With the impatience of a man who is being rushed by ambulance to an accident and emergency ward, Sonny ordered his driver to take him to Savile Row. He was guided by a new vision of how to remain in black without taking on the appearance of a proletarian thug: a dinner jacket. Why had he not thought of it before?
By noon he was in a soothingly large, panelled changing room, surrounded by framed bills made out to royal personages and legendary actors, as well as brief letters of condescending satisfaction signed by similar persons. He immediately felt at home. As luck would have it, a proper bespoke dinner jacket, of slimming double-breasted cut, made for a mysterious customer, perhaps dead or ruined, who had never bothered to pick it up, had been languishing in a cupboard reserved for that purgatorial category of half paid but uncollected garments, and was now being brought to him by an assiduous tailor in whose opinion it would suit Sonny very well.
The tailor’s eye had not deceived him. Sonny gazed in awe at the perfection of the fit. The trousers were six inches too long, but that was the most trifling of alterations. In his excitement, he telephoned his driver and asked him to bring the sweater and the balaclava, specifying that they should be taken out of their plastic bags. Once they arrived, he wriggled into the polo-neck sweater, and after replacing the jacket and doing up its inner and outer buttons, pulled the balaclava over his head. He then turned towards the slightly tilted full-length mirror and looked with admiration, and a touch of foreboding, at the elegant and menacing figure staring back at him. He extended his right arm, clasping it with his left hand to support the weight of an imaginary pistol, and spinning around as best he could in such a long pair of trousers, fired round after round with deadly accuracy into the chests and foreheads of the five Elysian Prize judges.

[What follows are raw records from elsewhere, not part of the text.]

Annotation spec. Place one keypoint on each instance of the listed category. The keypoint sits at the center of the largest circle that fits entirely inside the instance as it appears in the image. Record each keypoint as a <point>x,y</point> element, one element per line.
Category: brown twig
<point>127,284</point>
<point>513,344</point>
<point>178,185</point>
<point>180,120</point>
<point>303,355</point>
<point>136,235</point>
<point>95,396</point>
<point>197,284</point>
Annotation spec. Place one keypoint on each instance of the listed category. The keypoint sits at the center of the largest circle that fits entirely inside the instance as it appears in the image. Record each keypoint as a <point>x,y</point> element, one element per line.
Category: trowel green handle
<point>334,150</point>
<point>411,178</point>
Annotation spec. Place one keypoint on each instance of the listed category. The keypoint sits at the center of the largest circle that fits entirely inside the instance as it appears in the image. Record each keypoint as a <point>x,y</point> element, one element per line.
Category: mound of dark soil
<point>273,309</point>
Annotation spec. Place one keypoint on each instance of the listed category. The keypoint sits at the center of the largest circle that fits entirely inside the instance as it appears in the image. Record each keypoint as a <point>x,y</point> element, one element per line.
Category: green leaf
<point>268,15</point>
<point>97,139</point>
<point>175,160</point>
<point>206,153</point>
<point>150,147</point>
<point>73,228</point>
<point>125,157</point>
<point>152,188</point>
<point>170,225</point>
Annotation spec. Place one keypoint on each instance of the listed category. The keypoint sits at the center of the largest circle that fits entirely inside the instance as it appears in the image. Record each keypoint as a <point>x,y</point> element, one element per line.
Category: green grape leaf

With the balaclava covering his ears and his mind filled with scenes of daring and stylish revenge, Sonny didn’t notice the tailor until he caught sight of him standing respectfully at the back of the changing room. What had he seen? Could Sonny count on his silence?
‘I did knock, sir…’ the tailor began.
‘No, no,’ said Sonny, removing his balaclava and tossing it onto a nearby chair, ‘come in. I, er,’ he struggled for an explanation, ‘sometimes like to ski in just such a costume.’
‘I imagine there’s a good deal of formal wear at some of the better resorts,’ said the tailor.
‘Absolutely!’ said Sonny, regaining his momentum. ‘One often, you know, schusses to a big party already changed for dinner!’